During the 2016 U.S. Presidential Election, I created blog posts about the Enneagram types of Barak Obama, Donald Trump, and Hillary Clinton. I am including these posts in this updated version of the Living Enneagram website. As the 2020 election heats up, people are again questioning the candidates’ temperaments to be Commander In Chief.
The inquiry gets skewed, however, to the extent it focuses on which kind of temperament is inherently superior to any other. Any temperament can lend itself to public office, and none are intrinsically better than any other.
The proper question is which candidate has the most integrated temperament — the one most internally balanced and healthy — regardless of what kind of temperament it is.
Integration & Disintegration
Each of us potentially manifests our ennea-type patterns in a way that is integrated, wholesome, and helpful. At times, each of us also can display these patterns in a way that is less integrated, less wholesome, and less helpful.
The more consistently integrated our personalities, the more connected, fulfilled, and whole we feel. ‘ME-centered’ concerns dissolve. Our personality patterns are used in service of wisdom and compassion.
When less integrated, we are driven by obsessive self-concern.
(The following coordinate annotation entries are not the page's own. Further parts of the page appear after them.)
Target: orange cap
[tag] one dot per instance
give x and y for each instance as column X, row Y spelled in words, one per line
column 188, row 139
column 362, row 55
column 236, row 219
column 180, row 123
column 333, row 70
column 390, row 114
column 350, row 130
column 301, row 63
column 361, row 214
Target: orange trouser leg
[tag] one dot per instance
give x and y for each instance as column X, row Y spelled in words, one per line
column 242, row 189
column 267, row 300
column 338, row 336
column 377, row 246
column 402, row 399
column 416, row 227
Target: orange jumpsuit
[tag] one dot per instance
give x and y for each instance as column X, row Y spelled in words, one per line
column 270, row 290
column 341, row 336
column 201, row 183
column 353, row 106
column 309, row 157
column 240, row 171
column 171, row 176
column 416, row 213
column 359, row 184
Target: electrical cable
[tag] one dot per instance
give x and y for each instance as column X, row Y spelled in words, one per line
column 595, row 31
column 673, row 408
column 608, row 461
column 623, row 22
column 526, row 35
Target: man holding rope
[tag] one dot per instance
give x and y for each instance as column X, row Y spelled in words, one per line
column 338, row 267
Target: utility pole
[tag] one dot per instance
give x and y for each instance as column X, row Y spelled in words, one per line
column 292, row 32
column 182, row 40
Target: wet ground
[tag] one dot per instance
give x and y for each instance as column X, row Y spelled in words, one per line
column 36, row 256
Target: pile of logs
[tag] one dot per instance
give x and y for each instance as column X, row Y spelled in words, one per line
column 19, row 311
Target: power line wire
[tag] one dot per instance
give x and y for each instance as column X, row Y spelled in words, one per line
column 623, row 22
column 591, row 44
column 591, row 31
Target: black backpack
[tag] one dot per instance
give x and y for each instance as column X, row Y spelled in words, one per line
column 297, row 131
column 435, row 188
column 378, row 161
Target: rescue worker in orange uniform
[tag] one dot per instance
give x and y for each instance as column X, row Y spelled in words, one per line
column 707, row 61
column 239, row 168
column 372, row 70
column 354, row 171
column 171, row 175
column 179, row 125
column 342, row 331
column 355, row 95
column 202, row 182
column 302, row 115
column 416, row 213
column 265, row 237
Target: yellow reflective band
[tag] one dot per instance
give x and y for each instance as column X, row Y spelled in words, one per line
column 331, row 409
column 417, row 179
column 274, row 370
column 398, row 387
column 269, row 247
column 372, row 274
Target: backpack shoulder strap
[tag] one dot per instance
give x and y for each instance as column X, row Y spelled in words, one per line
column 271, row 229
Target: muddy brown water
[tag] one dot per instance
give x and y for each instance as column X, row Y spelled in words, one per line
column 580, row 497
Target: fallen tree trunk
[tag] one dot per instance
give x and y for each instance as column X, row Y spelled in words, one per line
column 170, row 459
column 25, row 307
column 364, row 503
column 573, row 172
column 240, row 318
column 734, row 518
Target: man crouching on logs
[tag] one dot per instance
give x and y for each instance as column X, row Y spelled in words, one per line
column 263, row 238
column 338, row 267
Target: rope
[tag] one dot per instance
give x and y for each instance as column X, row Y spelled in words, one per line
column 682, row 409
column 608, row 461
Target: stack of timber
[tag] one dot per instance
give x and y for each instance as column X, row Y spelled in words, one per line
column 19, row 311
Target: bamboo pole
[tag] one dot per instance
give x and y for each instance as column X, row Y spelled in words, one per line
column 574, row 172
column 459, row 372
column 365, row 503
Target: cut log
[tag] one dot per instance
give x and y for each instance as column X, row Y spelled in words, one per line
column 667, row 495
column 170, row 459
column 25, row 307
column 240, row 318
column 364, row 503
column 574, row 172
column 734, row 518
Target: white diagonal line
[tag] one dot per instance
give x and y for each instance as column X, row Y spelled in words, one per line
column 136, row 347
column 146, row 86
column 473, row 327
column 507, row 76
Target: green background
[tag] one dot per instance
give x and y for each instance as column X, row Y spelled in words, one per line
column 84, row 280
We feel separate, isolated, and alienated. Our personality patterns organize around a strong sense of ME and react habitually, unconsciously, and unskillfully in furtherance of ME.
Pioneering experts Don Riso and Russ Hudson mapped nine paths of development for each of the nine types, grouped in three categories: the high-healthy, average, and low-unhealthy. These posts draw heavily on their work.
Key to the level of integration of any ennea-type are the ennea-types on its “connecting lines.” For example, Type 8 is connected to Type 5 and Type 2. When more integrated, we recover resource from, and run the higher patterns of, our sister ennea-types along these connecting lines.
One could vote for a leader who has the particular ennea-type befitting the era. Another approach is to ask: which leader displays the most integrated temperament, most often, regardless of ennea-type?
Leaders who are less integrated tend to be self-serving tyrants who exploit those they serve. Leaders who are more integrated tend to be magnanimous visionaries who serve those they lead.
Periods of disintegration are natural and necessary. When met fully, honestly, and compassionately, disintegration vitally contributes to deep transformation. Disintegration is the catalyst of change and the ground of new growth.
While each of us moves up and down our personality type’s levels of development, we tend to operate mostly at one level. The pertinent question: At what level of development are we — and our leaders — primarily operating?